Hi, this is Chris Fountain on for Rishi Jaluria. Thanks for taking the question. So, I realize the new packaging strategy only went into effect back in November, but just wondering if you could expand a little bit more on the feedback you've heard so far.
Sure. Hey, Chris. I think the feedback that we're hearing both from our field who are having conversations with our customers, our renewals team, our customer success team, and from customers directly themselves is they do really appreciate how we've made AI very accessible in the product in every paid plan. I think that is something that differentiates our approach to AI, AI designed directly into the workflows that employees and leaders are using. So that's actually brought forward some renewal conversations in some cases. We've been, as I mentioned earlier, just pleasantly surprised to see just the level of engagement, even though we're only a couple of weeks out, in terms of customers choosing to move to our enterprise package. And now that we've got two of those choices, I think there's also more robust conversations that we can have with customers who are interested in those features and functionality. But we anticipate we'll continue to share more with you and have more updates in the next quarter, but the first few weeks have been really positive.
Dustin, you announced a public plan to buy 30 million shares by the end of December, and the last filing showed you had close to 9 million. That's a significant amount remaining. Can you provide an overview of your perspective on the progress of this plan, given that it's only 30% completed?
Yes, I can confirm that the 10b5-1 is still in place. We originally filed it in March. At that time, I had to make projections for the future amidst a very volatile market, and I did my best with that. Now, we're seeing how things are unfolding. That's about all I can share on this matter for now.

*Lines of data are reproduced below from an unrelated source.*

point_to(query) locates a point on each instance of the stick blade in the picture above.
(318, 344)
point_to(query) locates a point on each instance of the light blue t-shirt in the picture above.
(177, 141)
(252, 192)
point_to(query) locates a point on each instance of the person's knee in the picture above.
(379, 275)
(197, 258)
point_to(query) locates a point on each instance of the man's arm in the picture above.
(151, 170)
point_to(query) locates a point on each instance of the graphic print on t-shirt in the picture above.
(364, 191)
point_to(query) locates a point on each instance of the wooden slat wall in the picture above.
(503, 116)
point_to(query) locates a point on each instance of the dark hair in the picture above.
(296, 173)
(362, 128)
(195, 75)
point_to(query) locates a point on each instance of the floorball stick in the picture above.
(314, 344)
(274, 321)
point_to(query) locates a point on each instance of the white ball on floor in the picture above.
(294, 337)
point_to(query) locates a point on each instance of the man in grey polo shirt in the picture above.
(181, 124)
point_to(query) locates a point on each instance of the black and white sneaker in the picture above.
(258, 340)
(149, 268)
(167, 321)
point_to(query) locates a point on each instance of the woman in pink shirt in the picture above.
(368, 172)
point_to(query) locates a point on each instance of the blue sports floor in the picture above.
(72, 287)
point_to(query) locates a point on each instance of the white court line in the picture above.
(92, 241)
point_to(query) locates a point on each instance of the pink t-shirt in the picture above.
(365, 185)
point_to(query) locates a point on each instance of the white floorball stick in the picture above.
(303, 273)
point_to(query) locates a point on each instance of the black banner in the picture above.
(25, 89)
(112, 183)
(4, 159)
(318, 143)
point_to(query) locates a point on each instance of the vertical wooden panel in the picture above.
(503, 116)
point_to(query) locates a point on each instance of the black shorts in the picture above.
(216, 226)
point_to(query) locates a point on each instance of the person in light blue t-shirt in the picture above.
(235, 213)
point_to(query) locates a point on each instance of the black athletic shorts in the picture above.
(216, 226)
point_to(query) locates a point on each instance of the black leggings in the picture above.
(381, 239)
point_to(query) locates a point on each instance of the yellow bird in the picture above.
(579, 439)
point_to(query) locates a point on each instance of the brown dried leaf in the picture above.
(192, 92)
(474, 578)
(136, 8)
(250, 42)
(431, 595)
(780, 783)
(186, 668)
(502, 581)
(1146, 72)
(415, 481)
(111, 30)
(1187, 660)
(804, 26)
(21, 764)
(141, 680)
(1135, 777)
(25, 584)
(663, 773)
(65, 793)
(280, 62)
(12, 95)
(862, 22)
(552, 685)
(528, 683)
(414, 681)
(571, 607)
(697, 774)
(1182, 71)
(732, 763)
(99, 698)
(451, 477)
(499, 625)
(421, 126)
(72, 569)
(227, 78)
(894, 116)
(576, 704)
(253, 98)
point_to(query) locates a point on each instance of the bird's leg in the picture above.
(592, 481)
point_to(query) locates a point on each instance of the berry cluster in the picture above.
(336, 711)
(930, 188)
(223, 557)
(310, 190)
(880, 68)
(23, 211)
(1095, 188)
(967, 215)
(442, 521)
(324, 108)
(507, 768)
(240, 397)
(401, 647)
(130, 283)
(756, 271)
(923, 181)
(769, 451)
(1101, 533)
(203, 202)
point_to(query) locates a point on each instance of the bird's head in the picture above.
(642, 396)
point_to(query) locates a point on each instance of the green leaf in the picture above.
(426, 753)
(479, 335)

Yeah. I mean, I think when we look at the renewals that we have coming up and the companies that were impacted at some point this year due to layoff and looking at their utilization, we feel like we have a pretty good handle and plan and understand what that renewal will look like. So, I think we have line of sight. There's always surprises, but I feel like we have a pretty good handle in terms of lapping the difficult comps that we'll have probably by the end of Q1.
Thank you. And we just want to thank you again for joining us today. We know that earnings is a very busy season for you. We appreciate your time, and we look forward to seeing you on the road this month and in January. Thank you.
And this concludes today's conference call. Thank you for participating. You may now disconnect.